Let $C,D$ be a categories, $G$ a group and $g:G\to\text{Aut}( C)$, $h:G\to\text{Aut}(D)$ group homomorphisms (into the group of classes of autoequivalences). Further assume $g$ to be injective and let $F:C\to D$ be an equivalence such that the following diagram commutes for all $a\in G$:
$$F\circ g(a)=h(a)\circ F.$$
Is it true that $h$ is injective as well?
Assume $h(a) \simeq \mathrm{id}_D$. Then $h(a)\circ F \simeq F \simeq F\circ g(a)$.
Compose with a quasi-inverse $H$ of $F$ to get $g(a)\simeq \mathrm{id}_C$.

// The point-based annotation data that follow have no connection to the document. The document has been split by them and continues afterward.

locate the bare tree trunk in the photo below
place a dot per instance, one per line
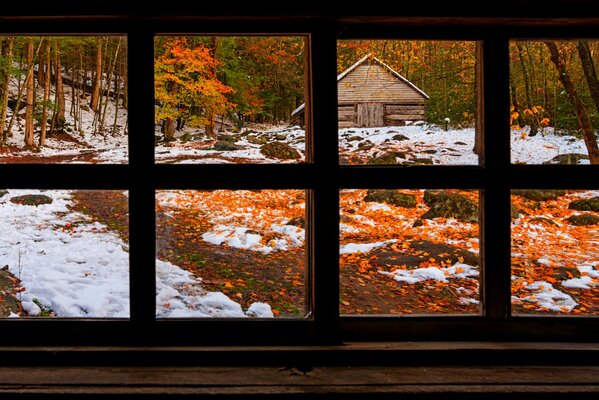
(44, 123)
(95, 101)
(210, 113)
(590, 74)
(6, 76)
(30, 96)
(583, 118)
(59, 117)
(526, 77)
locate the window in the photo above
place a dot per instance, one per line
(325, 184)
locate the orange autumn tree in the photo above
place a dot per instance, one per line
(186, 85)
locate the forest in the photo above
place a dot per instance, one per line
(63, 98)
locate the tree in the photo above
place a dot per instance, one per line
(44, 121)
(30, 96)
(6, 67)
(584, 122)
(186, 85)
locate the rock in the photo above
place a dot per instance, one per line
(583, 219)
(543, 221)
(227, 138)
(400, 137)
(186, 137)
(391, 196)
(221, 145)
(300, 222)
(31, 199)
(538, 195)
(279, 150)
(583, 204)
(424, 161)
(450, 205)
(569, 158)
(258, 139)
(387, 158)
(354, 138)
(514, 213)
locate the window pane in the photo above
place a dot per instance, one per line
(64, 253)
(554, 113)
(555, 252)
(229, 99)
(407, 102)
(409, 252)
(77, 116)
(226, 253)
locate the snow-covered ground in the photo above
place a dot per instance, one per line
(414, 144)
(111, 146)
(73, 267)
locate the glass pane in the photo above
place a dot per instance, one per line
(229, 99)
(78, 116)
(555, 252)
(407, 102)
(554, 101)
(64, 253)
(409, 252)
(227, 253)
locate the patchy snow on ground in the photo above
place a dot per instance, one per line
(180, 295)
(111, 145)
(77, 268)
(546, 296)
(263, 230)
(458, 270)
(200, 149)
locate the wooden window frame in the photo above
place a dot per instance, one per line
(323, 177)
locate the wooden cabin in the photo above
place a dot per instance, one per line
(371, 94)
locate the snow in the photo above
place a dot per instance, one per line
(546, 296)
(458, 270)
(77, 268)
(352, 248)
(65, 262)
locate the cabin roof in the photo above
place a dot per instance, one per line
(371, 57)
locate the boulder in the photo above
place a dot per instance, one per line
(390, 196)
(583, 219)
(279, 150)
(591, 204)
(450, 205)
(538, 194)
(221, 145)
(31, 199)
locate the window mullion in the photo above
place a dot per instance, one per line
(141, 191)
(495, 235)
(325, 204)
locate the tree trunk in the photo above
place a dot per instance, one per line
(44, 122)
(210, 113)
(590, 74)
(533, 125)
(30, 96)
(59, 117)
(95, 101)
(583, 118)
(6, 81)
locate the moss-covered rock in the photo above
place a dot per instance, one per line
(390, 196)
(591, 204)
(538, 194)
(450, 205)
(279, 150)
(31, 199)
(583, 219)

Thus if your "homomorphisms" are weak homomorphisms in the sense that $g(ab)\simeq g(a)g(b)$, and $g$ is "strongly injective" in the sense that $g(a)\simeq g(b) \implies a=b$, then this implies $a=$ the neutral element; so indeed $h$ is strongly injective as well.
However, if you stick with "normal" injectivity (i.e. $g(a)=g(b) \implies a=b$) then you can't prove that $h$ is injective too.
Consider indeed the trivial connected groupoïd with two objects $C$ and $D$ the trivial group. Then $Aut(C)\simeq \mathbb{Z/2Z}$, $Aut(D)\simeq 1$.
Put $G= \mathbb{Z/2Z}$, $g$ the unique isomorphism with $Aut(C)$, and $h$ the unique morphism to $Aut(D)$. Let $F:C\to D$ be the equivalence. Then $F\circ g(a) = h(a)\circ F$ for $a\in G$, but clearly $h$ is not injective.
So from "strong injectivity" of $g$ you can get "strong injectivity" of $h$, but you can't get injectivity of $h$ from injectivity of $g$.